CHABROL SANS L'APPÉTIT

    En 1906, Stanford White, célèbre architecte de New York, fut tiré à bout portant par un jeune millionnaire, jaloux de la liaison sulfureuse que sa femme, actrice débutante, avait eue avec l’architecte, alors qu’il avait 47 ans et elle, 16. L’Upper East Side se délecta de l’affaire, et le procès défraya les manchettes des journaux de  ce siècle qui venait de commencer.  En 1955, Richard Fleisher en tira The Girl in a Red Velvet Swing, avec Ray Milland, Joan Collins et Farley Granger, une série B aussitôt vue, aussitôt oubliée.

    Un demi-siècle plus tard, c’est Chabrol qui s’y colle, troquant la bonne société new-yorkaise pour la bourgeoisie lyonnaise et faisant de l’actrice une Miss Météo et de l’architecte, un écrivain prestigieux. Y gagne-t-on au change? Rien n’est moins sûr. Réalisé en 2007, et jamais distribué en salles au Québec, à part un petit passage par le Festival du Nouveau Cinéma, La Fille coupée en deux sort directement en DVD (sans un seul petit supplément ou entrevue à se mettre sous la dent). On comprend pourquoi en le voyant.

    François Berléand est un auteur à tendance misanthrope mais porté sur les partouzes, marié depuis toujours à une épouse compréhensive. Il vit à Lyon, il publie régulièrement sous l’œil impavide de la critique hexagonale, et son Goncourt a laissé si peu de traces dans les mémoires qu’un journaliste qui le rencontre oublie qu’il l’a déjà gagné.

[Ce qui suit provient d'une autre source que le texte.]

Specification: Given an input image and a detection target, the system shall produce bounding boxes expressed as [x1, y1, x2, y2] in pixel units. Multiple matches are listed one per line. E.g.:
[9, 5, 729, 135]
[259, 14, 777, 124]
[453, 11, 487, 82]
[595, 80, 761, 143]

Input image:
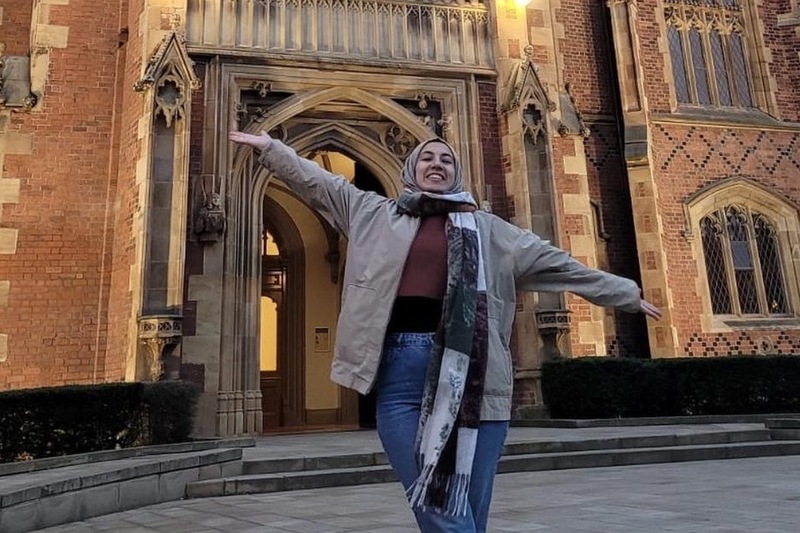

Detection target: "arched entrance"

Bref, le monsieur a besoin d’action. Ludivine Sagnier est une jeune fleur ambitieuse, fille de libraire qui a les apparences de la pureté et qui passe de Miss Météo à vedette locale du petit écran. Benoît Magimel est l’héritier caractériel d’une grande fortune de la région, voiture sport, vestons excentriques et scandales dans les restaurants de la ville gastronome. En périphérie de l’intrigue, Mathilda May est une éditrice maternelle et ratoureuse, confidente de l’écrivain blasé et qui se voit peut-être dans la jeune fille que celui-ci séduit. Ça commence feutré, ça se poursuit mollement et ça finit très mal.

    Depuis 52 ans qu’il fait des films, Chabrol excelle dans un domaine : l’étude de caractère. Qu’il s’agisse d’une provinciale avorteuse, d’une bonne meurtrière ou d’un inspecteur cynique, le cinéaste est à son meilleur lorsqu’il farfouille dans les tréfonds de la nature humaine, d’autant plus si celle-ci revêt les habits de la bourgeoisie française, là où les plus bas instincts sont muselés, et exacerbés, par le poids des apparences.

    Dans La Fille coupée en deux (titre prometteur s’il en était pour un Chabrol) on est en terrain connu. Un vieux beau pervers, une jeune fille si pure que c’en est louche et un jeune matamore par qui le scandale arrive : tout était en place pour que le plus roublard des cinéastes français enfonce le clou dans cette France profonde qu’il aime détester. Hélas, le ton oscille entre la chronique de mœurs et le grand guignol, sans que la sauce prenne. Berléand joue les yeux fermés, Magimel en fait des tonnes et la mise en scène donne une furieuse impression de déjà vu : combien d’autres films français s’ouvrant sur un plan d’une voiture traversant une ville et s’engageant dans l’allée de gravier d’une maison bourgeoise? Lumineuse et trouble, Ludivine Sagnier affirme encore une présence forte, mais insuffisante pour sauver ce film générique de l’ennui.

    Consolons-nous : réalisé deux ans plus tard, Bellamy confirme qu’il ne faut pas juger un cinéaste de la trempe de Chabrol sur un seul film.